Dalam perspektif Islam pada umumnya, begitu juga dalam perspektif Yudaisme, anjing dinilai kotor. Pemikiran demikian berakar pada tradisi panjang yang menganggap bahwa bahkan dengan keberadaan anjing disekitar seseorang muslim yang sedang sholat saja, maka sholatnya tidak akan diterima olehNya. Seperti halnya miskonsepsi pada beberapa aspek sejarah Islam lainnya, pada masa sekarang ini baik muslim maupun non-muslim menilai bahwa agama Islam dan anjing tidak dapat disandingkan satu sama lain.

Namun, tidak dapat dipungkiri juga, terdapat perspektif lain mengenai anjing dalam ajaran Islam. Sebuah perspektif yang berfokus pada sejarah interaksi positif antara kaum muslimin dengan anjing yang bahkan dimulai dari masa awal lahirnya agama Islam. Menurut beberapa sumber dan referensi sejarah mengenai hidup dan ajaran beliau SAW, Nabi Muhammad SAW sendiri kerap sholat walaupun terdapat anjing disekitar beliau SAW. Banyak pula sepupu dan sahabat beliau SAW, yang konon juga adalah generasi Muslim pertama di dunia, juga memelihara anjing. Di Masjid Nabawi kota Madinah, salah satu dari dua kota suci Islam, anjing pun hidup berdampingan dengan penduduk kota tersebut dari era Nabi Muhammad SAW hingga beberapa abad setelahnya.

Sebenarnya tidak mengherankan apabila umat muslim yang paling awal memelihara banyak anjing. Mayoritas dari mereka beternak domba dan kambing, dan anjing sangat membantu dalam mengatur dan mencegah kaburnya hewan-hewan ternak tersebut, serta menjaga mereka dari pencuri ternak maupun hewan pemangsa. Domba dan kambing merupakan sumber makanan dan pencaharian umat muslim yang paling awal, dan anjing pun terhitung berjasa dalam menjaga sumber penghidupan mereka.

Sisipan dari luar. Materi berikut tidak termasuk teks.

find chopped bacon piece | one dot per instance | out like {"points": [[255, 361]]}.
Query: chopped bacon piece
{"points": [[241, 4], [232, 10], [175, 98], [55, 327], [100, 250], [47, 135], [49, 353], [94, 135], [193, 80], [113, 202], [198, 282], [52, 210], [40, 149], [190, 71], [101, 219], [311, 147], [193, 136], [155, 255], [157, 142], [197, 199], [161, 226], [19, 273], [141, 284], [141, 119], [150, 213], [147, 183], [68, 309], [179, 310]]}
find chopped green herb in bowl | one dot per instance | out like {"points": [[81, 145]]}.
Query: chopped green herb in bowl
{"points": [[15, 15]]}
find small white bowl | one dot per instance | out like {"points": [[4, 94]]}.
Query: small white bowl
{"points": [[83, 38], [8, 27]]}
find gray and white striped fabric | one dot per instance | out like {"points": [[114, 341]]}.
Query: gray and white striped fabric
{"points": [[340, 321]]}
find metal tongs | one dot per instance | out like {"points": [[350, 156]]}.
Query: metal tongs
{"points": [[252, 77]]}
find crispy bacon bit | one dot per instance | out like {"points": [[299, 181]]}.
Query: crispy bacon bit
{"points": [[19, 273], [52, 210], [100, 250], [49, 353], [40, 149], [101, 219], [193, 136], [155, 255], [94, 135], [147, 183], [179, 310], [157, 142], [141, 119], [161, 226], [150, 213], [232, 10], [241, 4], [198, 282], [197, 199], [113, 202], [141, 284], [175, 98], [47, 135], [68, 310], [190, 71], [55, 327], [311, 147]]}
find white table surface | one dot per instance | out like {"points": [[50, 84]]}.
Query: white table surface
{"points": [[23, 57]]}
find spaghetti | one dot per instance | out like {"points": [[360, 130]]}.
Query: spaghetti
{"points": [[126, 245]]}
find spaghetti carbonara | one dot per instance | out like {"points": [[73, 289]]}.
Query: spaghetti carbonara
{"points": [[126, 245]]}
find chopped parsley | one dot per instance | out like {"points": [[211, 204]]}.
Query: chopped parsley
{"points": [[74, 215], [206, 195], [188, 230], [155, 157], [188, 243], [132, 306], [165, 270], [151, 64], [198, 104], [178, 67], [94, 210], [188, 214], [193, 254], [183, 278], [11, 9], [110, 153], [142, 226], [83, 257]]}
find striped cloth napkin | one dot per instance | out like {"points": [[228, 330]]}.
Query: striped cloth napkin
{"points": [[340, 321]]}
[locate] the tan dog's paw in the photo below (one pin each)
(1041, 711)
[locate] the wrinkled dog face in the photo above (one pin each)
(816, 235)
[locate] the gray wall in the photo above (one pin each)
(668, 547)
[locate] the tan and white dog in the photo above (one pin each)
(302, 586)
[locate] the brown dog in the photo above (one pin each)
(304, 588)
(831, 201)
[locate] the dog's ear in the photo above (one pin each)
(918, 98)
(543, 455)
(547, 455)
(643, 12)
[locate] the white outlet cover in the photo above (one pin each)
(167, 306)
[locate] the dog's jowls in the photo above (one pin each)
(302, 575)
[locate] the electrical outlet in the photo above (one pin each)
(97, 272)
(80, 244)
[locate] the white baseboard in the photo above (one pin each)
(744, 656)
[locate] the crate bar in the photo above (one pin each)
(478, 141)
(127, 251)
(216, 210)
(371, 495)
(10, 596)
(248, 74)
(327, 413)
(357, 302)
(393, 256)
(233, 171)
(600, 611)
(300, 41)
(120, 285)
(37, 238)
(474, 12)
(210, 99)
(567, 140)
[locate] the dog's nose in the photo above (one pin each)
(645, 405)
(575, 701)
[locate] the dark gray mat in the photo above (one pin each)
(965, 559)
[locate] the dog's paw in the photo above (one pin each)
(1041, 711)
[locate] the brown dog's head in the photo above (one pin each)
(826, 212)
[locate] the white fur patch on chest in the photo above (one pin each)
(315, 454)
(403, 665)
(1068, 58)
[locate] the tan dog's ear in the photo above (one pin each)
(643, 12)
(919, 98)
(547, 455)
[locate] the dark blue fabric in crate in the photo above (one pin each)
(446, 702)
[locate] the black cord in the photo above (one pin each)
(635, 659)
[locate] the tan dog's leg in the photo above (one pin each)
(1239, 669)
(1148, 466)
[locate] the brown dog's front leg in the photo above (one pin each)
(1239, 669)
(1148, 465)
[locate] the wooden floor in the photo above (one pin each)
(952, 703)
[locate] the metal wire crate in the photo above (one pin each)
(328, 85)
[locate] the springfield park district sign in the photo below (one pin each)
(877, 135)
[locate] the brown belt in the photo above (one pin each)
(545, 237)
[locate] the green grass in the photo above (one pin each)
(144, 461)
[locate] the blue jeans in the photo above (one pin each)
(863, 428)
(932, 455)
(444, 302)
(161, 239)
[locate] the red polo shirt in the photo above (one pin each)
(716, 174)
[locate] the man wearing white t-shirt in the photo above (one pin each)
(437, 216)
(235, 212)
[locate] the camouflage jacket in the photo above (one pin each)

Sejarah mencatat, anjing juga telah menjadi mitra penting dalam kegiatan berburu. Jauh sebelum lahirnya agama Islam, anjing sering digambarkan menemani majikan-majikan mereka dalam ukiran batu kuno (hieroglif) dari kebudayaan Mesir kuno maupun Mesopotamia. Para Muslimin generasi awal pun menggunakan anjing untuk fungsi yang serupa.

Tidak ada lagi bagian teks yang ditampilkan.